The best laid plans...or so the saying begins, did not figure in to the equation the secret blessings or the grace and fortitude of some American Airlines employees. The day before the flight, I got an email that said, "Katherine, check in now!". So I did. Then I went about my routine, getting the gallery ready for that night's 4th Friday reception. When I got home later that night, I busied myself with finishing the packing and laying out instructions for the house sitter/dog sitter. At 4:45 am, the alarm buzzed. Up and out.
When I eventually got the airport I walked up to the self-serve machine and punched in my AAdvantage number. Up came my reservation and I clicked "check baggage only" since I had already checked in. After the spinning "working" came this message,"Katherine, we have a special offer for you today. Upgrade this flight!" What? Is this right? I'm not Gold, Platinum, or anything like that. Hmm. I did the math. Upgrade, plus get bag checked free. GREAT DEAL! so I clicked yes, slid my American Express card and whammo out came my first class boarding pass. Wahoo! Little did I know how thankful I would be for that, not foreseeing the odyssey that would follow.
As I snuggled in the nice seat in 1st Class I was greeted by a smiling face and the flight attendant said, "I'm Cari, what's your first name?" "Katherine" I smiled back. I watched as she introduced herself to other passengers and hung coats, then brought us each water or juice. Moments later the Captain said, " let's get everyone on and seated, we need to get moving to beat a thunderstorm." (or something to that effect) and we backed out from the gate a few minutes later at 10:40am. Up, up and up and the announcement came that the usual 1 hr 30 minute flight would take 2 hours or so as we were re-routed around the threatening cell. I settled back, glad for the "Special offer".
Just so this post won't go on as long as the rest of the story really took, I'll summarize.

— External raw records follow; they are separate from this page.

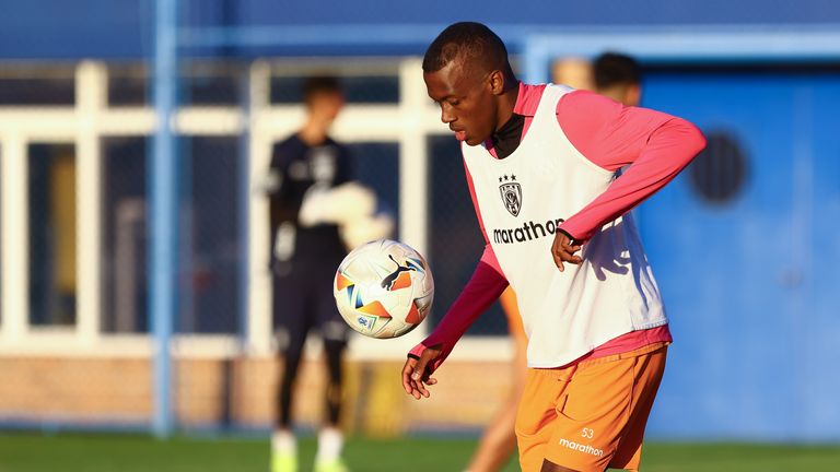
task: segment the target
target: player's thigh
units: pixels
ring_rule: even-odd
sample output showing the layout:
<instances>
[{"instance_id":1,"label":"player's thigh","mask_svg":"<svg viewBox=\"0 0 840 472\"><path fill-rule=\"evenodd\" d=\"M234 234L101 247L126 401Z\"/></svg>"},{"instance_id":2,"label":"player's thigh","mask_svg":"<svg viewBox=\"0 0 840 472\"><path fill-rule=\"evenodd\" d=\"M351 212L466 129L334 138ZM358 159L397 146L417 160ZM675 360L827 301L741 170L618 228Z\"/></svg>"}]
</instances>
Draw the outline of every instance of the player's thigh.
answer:
<instances>
[{"instance_id":1,"label":"player's thigh","mask_svg":"<svg viewBox=\"0 0 840 472\"><path fill-rule=\"evenodd\" d=\"M580 472L604 471L631 414L633 358L579 365L557 404L545 459Z\"/></svg>"},{"instance_id":2,"label":"player's thigh","mask_svg":"<svg viewBox=\"0 0 840 472\"><path fill-rule=\"evenodd\" d=\"M665 371L667 347L637 357L634 365L633 405L625 434L609 467L639 470L644 429L653 401Z\"/></svg>"},{"instance_id":3,"label":"player's thigh","mask_svg":"<svg viewBox=\"0 0 840 472\"><path fill-rule=\"evenodd\" d=\"M307 284L290 274L273 278L272 319L278 353L284 355L303 349L313 324L312 295Z\"/></svg>"},{"instance_id":4,"label":"player's thigh","mask_svg":"<svg viewBox=\"0 0 840 472\"><path fill-rule=\"evenodd\" d=\"M516 442L523 472L539 472L555 424L557 403L573 369L527 369L516 412Z\"/></svg>"}]
</instances>

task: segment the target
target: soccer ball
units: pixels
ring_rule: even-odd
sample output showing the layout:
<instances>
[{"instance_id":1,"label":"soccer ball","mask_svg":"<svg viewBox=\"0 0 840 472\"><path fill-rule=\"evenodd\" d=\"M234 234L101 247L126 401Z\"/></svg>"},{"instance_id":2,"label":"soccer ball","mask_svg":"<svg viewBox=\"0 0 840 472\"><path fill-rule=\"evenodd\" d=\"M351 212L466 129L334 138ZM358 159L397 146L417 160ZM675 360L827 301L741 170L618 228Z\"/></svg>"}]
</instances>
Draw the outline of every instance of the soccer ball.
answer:
<instances>
[{"instance_id":1,"label":"soccer ball","mask_svg":"<svg viewBox=\"0 0 840 472\"><path fill-rule=\"evenodd\" d=\"M336 271L332 294L351 328L371 338L397 338L429 314L434 281L418 251L380 239L347 255Z\"/></svg>"}]
</instances>

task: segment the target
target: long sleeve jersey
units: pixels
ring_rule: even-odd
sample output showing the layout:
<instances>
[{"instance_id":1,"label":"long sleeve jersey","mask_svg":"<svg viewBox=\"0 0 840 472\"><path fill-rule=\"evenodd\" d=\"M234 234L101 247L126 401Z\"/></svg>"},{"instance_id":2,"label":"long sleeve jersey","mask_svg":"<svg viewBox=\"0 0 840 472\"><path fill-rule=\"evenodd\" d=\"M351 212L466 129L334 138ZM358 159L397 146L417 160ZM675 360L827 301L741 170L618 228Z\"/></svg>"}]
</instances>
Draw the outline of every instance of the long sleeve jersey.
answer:
<instances>
[{"instance_id":1,"label":"long sleeve jersey","mask_svg":"<svg viewBox=\"0 0 840 472\"><path fill-rule=\"evenodd\" d=\"M513 117L482 146L490 156L504 162L511 154L521 151L521 144L528 135L546 90L546 85L520 84ZM569 152L585 160L586 164L593 167L594 174L599 170L609 175L604 191L585 201L580 208L574 208L571 214L560 215L561 217L555 222L547 222L546 226L548 223L556 223L556 227L552 224L551 229L565 232L575 240L591 241L598 232L603 232L605 225L621 219L632 208L670 181L704 145L704 139L697 128L680 118L644 108L625 107L590 92L567 91L560 95L553 110L549 110L553 111L556 126L561 130L558 134L564 135L563 142L568 142L571 148ZM547 125L541 126L545 128ZM549 131L551 130L549 129ZM474 150L466 145L463 149L465 150L466 163L467 155ZM530 163L530 165L535 164ZM628 165L629 167L618 178L615 178L615 173ZM516 201L516 193L526 191L522 187L516 189L518 182L513 181L515 178L513 172L500 173L499 175L500 190L504 196L505 189L508 189L510 197L505 204L520 204ZM502 181L503 179L504 181ZM508 179L511 181L508 182ZM513 229L508 229L508 233L504 229L493 229L493 234L488 235L469 165L467 165L467 180L479 224L485 235L486 247L472 278L460 296L452 305L434 332L411 351L411 354L419 355L425 346L440 346L443 353L433 363L433 369L440 366L471 322L498 298L509 284L508 276L501 268L489 236L492 236L493 243L497 244L506 243L509 238L512 241L514 238ZM518 197L524 198L522 194ZM509 211L512 210L509 208ZM532 222L530 228L526 224L524 231L527 232L528 240L532 238L532 229L535 238L538 236L537 229L544 231L540 224L535 226ZM516 228L516 231L521 232L522 229ZM516 233L516 237L518 235ZM525 239L524 232L522 238ZM586 246L584 246L584 260L586 259ZM550 261L548 250L545 251L545 258ZM653 292L654 298L658 297L657 291L654 290ZM521 304L521 311L522 308ZM523 314L523 318L526 315ZM664 312L662 319L665 319ZM574 351L575 357L571 359L557 355L553 357L542 356L539 362L532 362L532 347L529 346L529 365L557 367L562 364L548 365L555 362L549 361L549 358L568 361L563 362L563 364L568 364L583 358L629 352L655 342L670 341L666 321L660 321L656 326L642 327L641 329L631 326L621 331L626 332L604 340L603 343L593 345L584 352L580 352L581 350L578 349ZM533 333L529 333L529 338L533 338ZM558 340L558 342L562 340ZM540 356L535 354L534 357Z\"/></svg>"}]
</instances>

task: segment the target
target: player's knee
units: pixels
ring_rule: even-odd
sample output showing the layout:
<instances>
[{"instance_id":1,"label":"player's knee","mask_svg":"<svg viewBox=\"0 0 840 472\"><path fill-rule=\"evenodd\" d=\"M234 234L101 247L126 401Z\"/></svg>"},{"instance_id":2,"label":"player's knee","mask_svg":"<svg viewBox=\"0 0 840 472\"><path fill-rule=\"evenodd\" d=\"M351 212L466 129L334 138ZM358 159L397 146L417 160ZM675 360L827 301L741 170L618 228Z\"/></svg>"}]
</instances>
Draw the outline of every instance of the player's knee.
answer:
<instances>
[{"instance_id":1,"label":"player's knee","mask_svg":"<svg viewBox=\"0 0 840 472\"><path fill-rule=\"evenodd\" d=\"M579 472L579 471L574 469L564 468L562 465L558 465L548 459L544 459L542 467L539 469L539 472Z\"/></svg>"}]
</instances>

Once we approached DFW we were told the airport was closed. We were told that many other flights were re-routed, but we, unlike them, had "plenty" of fuel so we would circle in a holding pattern for a half hour or so. Then an hour. Then more hours. The flight attendants were busy keeping us occupied, watered, and distracted. Pretty soon, we were all wondering just how many times we could go round that storm. Round and round we went. Still they remained focused, friendly and smiling. Stopping to chat and distract. Then, came the news we were heading to Abilene. No longer fuel full, but now the needle dropped to the point that it was time to fill 'er up. We had barely come to a full stop when the boxes of granola bars came out and a cabin full of folks were still crunching when we were told that pizza was on the way. It was surely an economic boon for Abilene as plane after plane landed at the small airport. And sure enough, when the gate crew carried on boxes and boxes and boxes of Domino's Pizza the ringing of the register could surely be heard for miles. And we were happy. Sadly for the few vegetarians and restricted diet folks, it was all pepperoni, but hurrah for the crew of flight 1820 for taking decisive action. Most of us had the first bite in our mouths before the piece was fully in our hands! It was, after all, by this time, about 3:00 in the afternoon. Cell traffic had the towers buzzing as we all tried to call reservations to re-secure our next leg reservations...not that any of us made it through the barrage of calls hitting that number. Might as well wait. And here, during all this time, sat I, in first class.
Gives me chills when I think about it now.
At 4:30, we got the word, and hi-tailed it out of there. As we took off, I could see the line of planes below, waiting their turn. We were first in, and first out.
Since the airport had been shut for hours during this mega nasty thunderstorm, everything was delayed or canceled. Having long ago given up on the 800 number, I walked up to a gate for a flight (not mine) that was headed to NY. The agent looked at my boarding pass and said, "you're in luck. Your flight is still going. Head to gate C35. You've got an hour." I thanked and noticed as I walked away, that the flight she was working had been canceled. I shook my head inside and smiled as I walked toward the skylink.
At about 7:15, the plane that was previously scheduled to depart at 2:55, turned onto the runway to take off. No longer in first class, but immensely thankful that for the entire lengthy experience in the sky, there I was. Thankful for the great crew of flight 1820, and particularly, Cari (don't know her last name) and the rest of the crew (and the Captain/Co-Captain) who made the experience worth writing about. I thought I was tired. They were the ones doing all the work!
As we headed for the landing, sweeping across the bright lights of the big city, the gleaming lights of the empire state building, the immense area of the city all aglow, I was struck by how surreal it all was. New York City at midnight, viewed from a few thousand feet and closing, was as beautiful to me as the gazillion stars that twinkle in our own view, in the Moreno Valley of Northern New Mexico. Totally different, but totally beautiful. At 1 am, I rang the bell on the apartment, walked into my husbands arms. The perfect end.